Editions Métailié Noir, Islandais, Nordique

Les fils de la poussière – Arnaldur Indridason

20 ans qu’on attendait qu’il soit traduit en France ! Voilà enfin la toute première enquête de la série Erlendur ! Je suis partagée entre une grande joie et une infinie émotion de retrouver ce personnage que j’ai tant aimé découvrir à travers la longue série que l’auteur islandais lui consacre depuis plus de 20 ans…
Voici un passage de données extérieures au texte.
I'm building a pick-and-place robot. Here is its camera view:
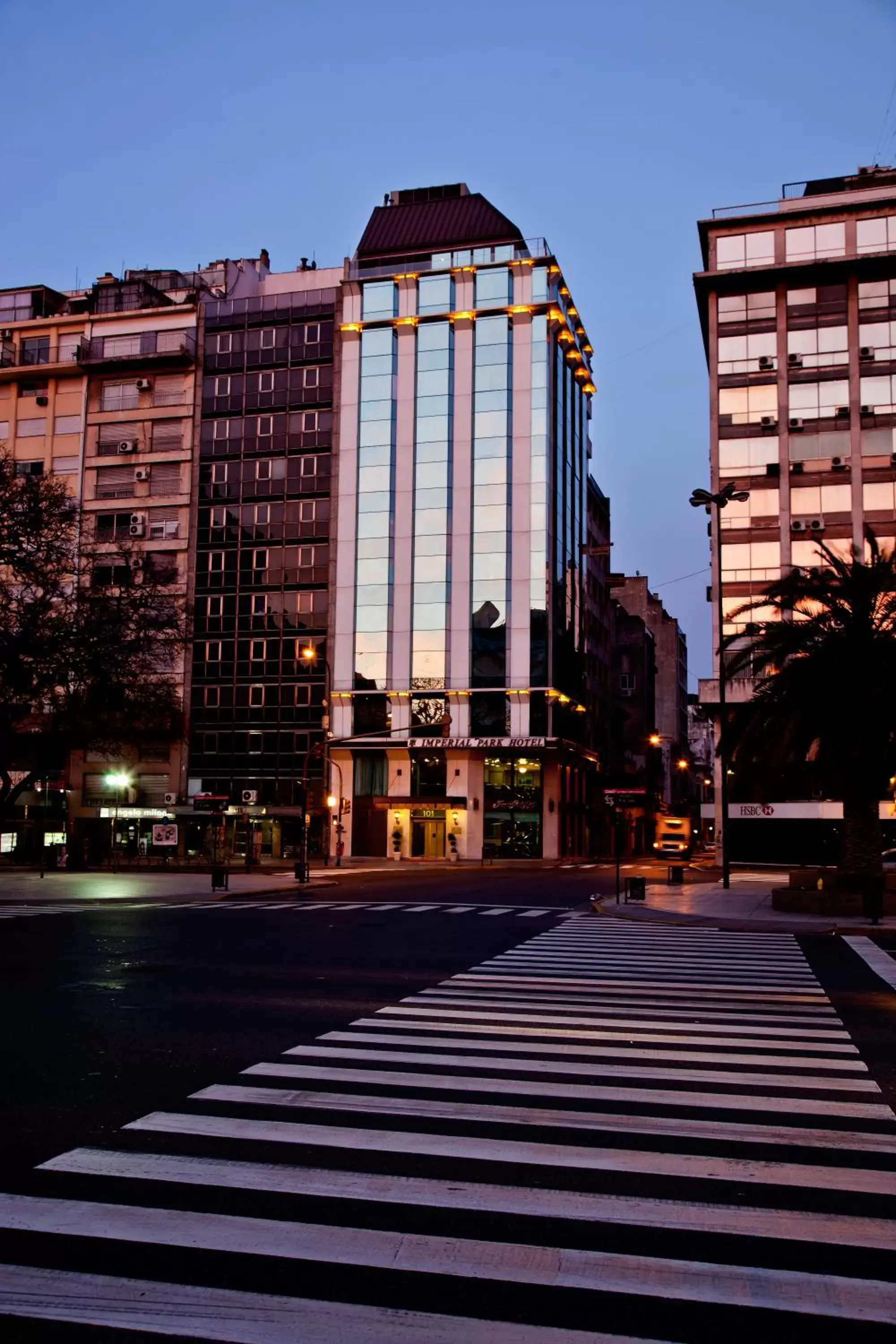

Je ne sais pas pourquoi ce livre n’avait jamais été traduit en France, mais qu’importe, grâce au fidèle traducteur français de l’auteur, Eric Boury, les lecteurs peuvent retrouver, l’espace de quelques centaines de pages, le célèbre Erlendur qui a fait explosé la notoriété de l’auteur à travers le monde.

Je vous parle aujourd’hui du dernier livre traduit en français de l’auteur islandais Arnaldur Indridason, Les fils de la poussière, paru hier aux Editions Métailié.

L’histoire (4è de couverture)

Paru en 1997, Les Fils de la poussière, premier roman d’Arnaldur Indridason, a ouvert la voie au polar islandais en permettant à ce genre littéraire d’accéder enfin à la reconnaissance et d’acquérir ses lettres de noblesse en Islande.

Le récit s’ouvre sur le suicide de Daniel, quadragénaire interné dans un hôpital psychiatrique de Reykjavík. Au même moment, un vieil enseignant, qui a eu Daniel comme élève dans les années 60, meurt dans un incendie. Le frère de Daniel essaie de découvrir ce qui liait ces deux hommes et comprend graduellement que, dans les années 60, certains enfants ont servi de cobayes dans le cadre d’essais pharmaceutiques et génétiques qui ont déraillé…

L’enquête est menée parallèlement par le frère de Daniel et par une équipe de policiers parmi lesquels apparaît un certain Erlendur, accompagné du jeune Sigurdur Oli et d’Elinborg.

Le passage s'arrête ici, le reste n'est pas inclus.